The Solomon Secret: 7 principles of financial success: Book Notes

1. You absolutely must have a plan before you go into invest. This means clearly writing down the exact plan( the more specific it is, the better)

  1. What are you investing for?
  2. How much do you need for that?
  3. When do you need it?

Since desire is an infinite thing we need to prioritize.

  • First pay off all unsecured debt: like credit cards, lines of credit and similar things. Then don’t use them again.
  • Next pay down or pay off your mortgage.
  • Save as much as you can for your retirement. Do not think of starting an additional investment program until you have reached the maximum retirement savings allowed by law.
  • Only after doing these things, think of saving for college for your kids.

2. Remember that your money is your responsibility.The main reason we save and invest is to get financial freedom for ourselves and our family. Each one of us have to define what that means for you. You do not hand over the responsibility of your money to somebody else. Yes, they can help you, but you need to make sure you make all the right decisions. You need to educate yourself on financial matters from quality teachers to do that. You need to have specific goals to work towards and you need to have the discipline to save and invest regularly for the long-term. However you need to make sure that the subject of money does not consume your whole life, because that is foolishness and will make you unhappy.

3. Do not be naïve and fall prey to promises of fast wealth. If it sounds too good to be true, it probably is. We have to wear the armour of prudence and discernment when we invest. When choosing investments, you have to do your homework. When we are greedy we fall prey to investment scams. When we financial hardship stresses us, we fall prey to investment scams. Multilevel marketing, limited partnerships, high-flying stocks, and other ‘new’ investment products lead usually to loss. Stick to tried-and-true methods.

4. Choose your travel companions on the road of financial freedom carefully. Investing is simple but not easy. If it were easy, then everybody would be Warren Buffet. There are two important things to remember. A loss hurts more than a gain. Hence you should craft your portfolio in such a way that you do not suffer huge losses. Or if you are really brave, you need to be consciously aware , that for higher potential returns, you need to be ready to face higher loss. The second important thing is to buy when prices are low and sell when prices are high. The simplest way to do this is by rebalancing. If you want investment advice, go for a fee-only advisor who does not make money by commissions. Teach yourself to distinguish between a sales pitch and solid advice.

5. You need to be generous. Building wealth is good and proper but only if you use some of what you have to the benefit of others. Know how much is enough. And then give some money to others without any thought of repayment or favours. Find a way to share a little of what you have.

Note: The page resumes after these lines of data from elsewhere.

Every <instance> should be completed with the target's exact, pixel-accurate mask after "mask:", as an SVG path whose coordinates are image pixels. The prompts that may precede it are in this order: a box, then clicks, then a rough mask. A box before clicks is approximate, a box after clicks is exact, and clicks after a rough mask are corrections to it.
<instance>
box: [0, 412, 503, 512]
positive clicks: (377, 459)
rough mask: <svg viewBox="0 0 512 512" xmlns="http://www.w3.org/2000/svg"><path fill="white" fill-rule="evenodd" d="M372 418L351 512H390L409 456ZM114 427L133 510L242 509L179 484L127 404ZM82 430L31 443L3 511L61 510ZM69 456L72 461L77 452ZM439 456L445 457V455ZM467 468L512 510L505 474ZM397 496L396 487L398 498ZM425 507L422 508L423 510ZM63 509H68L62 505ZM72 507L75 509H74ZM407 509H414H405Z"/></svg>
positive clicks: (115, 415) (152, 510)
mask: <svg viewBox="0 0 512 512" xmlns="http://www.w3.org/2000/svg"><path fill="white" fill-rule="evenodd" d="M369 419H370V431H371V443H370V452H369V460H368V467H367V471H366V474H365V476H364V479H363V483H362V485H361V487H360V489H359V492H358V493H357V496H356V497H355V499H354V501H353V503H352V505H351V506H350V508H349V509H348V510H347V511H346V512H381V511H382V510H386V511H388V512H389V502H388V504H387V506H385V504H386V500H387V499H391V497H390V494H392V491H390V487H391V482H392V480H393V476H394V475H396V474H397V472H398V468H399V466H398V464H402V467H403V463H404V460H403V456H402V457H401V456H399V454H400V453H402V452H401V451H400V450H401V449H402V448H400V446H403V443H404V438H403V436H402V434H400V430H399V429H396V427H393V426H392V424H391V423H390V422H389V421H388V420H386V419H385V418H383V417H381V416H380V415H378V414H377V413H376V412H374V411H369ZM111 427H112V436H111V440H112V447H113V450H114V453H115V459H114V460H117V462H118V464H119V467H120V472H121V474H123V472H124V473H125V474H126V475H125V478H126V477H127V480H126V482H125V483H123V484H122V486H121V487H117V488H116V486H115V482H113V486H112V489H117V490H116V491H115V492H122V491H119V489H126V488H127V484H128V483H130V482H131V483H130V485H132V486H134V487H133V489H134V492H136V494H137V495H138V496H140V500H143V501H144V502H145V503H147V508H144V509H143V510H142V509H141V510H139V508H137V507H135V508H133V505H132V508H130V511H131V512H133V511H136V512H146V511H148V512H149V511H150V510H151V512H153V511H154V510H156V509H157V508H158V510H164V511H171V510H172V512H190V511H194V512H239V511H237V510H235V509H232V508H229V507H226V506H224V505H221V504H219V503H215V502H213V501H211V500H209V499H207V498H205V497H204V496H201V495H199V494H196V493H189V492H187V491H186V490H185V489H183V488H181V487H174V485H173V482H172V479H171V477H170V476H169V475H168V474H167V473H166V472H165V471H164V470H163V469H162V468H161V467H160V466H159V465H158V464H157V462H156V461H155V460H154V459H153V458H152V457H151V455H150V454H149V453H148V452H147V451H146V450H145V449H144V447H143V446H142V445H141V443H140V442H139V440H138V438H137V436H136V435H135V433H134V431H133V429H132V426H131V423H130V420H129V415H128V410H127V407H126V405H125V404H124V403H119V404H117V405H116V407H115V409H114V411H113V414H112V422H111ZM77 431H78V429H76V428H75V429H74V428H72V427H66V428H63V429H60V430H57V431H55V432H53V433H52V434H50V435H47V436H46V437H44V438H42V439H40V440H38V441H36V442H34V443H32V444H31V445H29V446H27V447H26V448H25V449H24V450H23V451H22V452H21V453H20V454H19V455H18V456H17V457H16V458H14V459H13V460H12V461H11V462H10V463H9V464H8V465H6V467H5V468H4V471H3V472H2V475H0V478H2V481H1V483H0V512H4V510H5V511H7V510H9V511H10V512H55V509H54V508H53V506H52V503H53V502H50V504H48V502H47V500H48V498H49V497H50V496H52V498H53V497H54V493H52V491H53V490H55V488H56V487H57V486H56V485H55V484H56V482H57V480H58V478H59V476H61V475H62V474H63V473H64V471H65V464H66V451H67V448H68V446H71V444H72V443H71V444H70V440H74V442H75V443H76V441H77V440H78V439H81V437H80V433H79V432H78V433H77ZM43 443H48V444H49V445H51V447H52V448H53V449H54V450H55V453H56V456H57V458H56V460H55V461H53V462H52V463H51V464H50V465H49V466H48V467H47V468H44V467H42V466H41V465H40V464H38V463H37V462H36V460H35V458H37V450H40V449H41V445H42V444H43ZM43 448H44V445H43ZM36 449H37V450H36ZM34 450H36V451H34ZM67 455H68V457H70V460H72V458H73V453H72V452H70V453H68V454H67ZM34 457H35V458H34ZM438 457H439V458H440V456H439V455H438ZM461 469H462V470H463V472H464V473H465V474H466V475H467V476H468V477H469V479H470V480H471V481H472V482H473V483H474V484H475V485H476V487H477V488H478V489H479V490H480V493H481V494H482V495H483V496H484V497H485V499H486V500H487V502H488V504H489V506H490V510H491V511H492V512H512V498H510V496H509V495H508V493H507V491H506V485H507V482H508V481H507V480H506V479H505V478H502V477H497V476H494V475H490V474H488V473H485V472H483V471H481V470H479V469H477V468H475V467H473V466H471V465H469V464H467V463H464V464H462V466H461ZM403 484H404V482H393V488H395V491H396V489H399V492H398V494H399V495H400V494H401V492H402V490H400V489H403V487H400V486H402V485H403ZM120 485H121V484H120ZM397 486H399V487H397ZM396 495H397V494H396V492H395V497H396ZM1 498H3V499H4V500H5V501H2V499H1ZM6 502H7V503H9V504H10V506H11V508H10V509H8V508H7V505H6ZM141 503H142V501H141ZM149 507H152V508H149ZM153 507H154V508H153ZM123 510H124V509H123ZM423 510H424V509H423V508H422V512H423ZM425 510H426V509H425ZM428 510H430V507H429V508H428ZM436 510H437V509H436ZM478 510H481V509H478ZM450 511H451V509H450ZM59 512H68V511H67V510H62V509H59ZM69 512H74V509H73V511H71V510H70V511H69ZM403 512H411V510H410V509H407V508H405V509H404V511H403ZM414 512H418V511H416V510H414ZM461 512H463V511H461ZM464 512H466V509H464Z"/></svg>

6. Live below your means. Spend money on your needs, not your wants. Then over time you will amass enough savings for your needs. Not many people do this. Yes, it is true as we grow older, we have more commitments and we need to spend more money. But that is not all. We fall prey to advertising that makes us buy things we don’t need, don’t want, can’t afford, and otherwise not worth the price. We also think that  we can buy happiness, which is not true at all. There are many things in life that bring happiness and many of them are free. Eating in less expensive restaurants, buying store-brand products, generic medicines are all smart ways of spending less.

The opposite of frugal is wasteful. We define wasteful as a lifestyle marked by lavish spending and hyper-consumption. Being frugal is the cornerstone of wealth building. Wealth is more often the result of a lifestyle of hard work, perseverance, planning and most of all, self-discipline. They become millionaires by budgeting and controlling expenses, and they maintain their affluent status the same way.

– Thomas Stanley and William Danko, The Millionaire Next Door

7. Pace yourself. Slow and steady. Work hard. Make your riches, but enjoy those around you. Enjoy your family. Spent days can never be recaptured. Enjoy the day. Enjoy the work. Enjoy the journey. Choose contentment for today but think on the future. It takes a long time to accumulate a lot of money for most people. Do not despair, though. The lessons are learned in the journey, not in the destination. If you become rich too fast then you will learn the lesson of how wealth is made and kept and therefore you will lose it sooner or later. You will also fall prey to self-destructive behaviour like other famous rich people have. Be content with your life. Be thankful for what you have. Be happy with where you are while saving and investing for the future. Don’t wait until you are rich to be happy. It’s a waste of life. Enjoy today while planning for tomorrow. Slow and steady wins the race.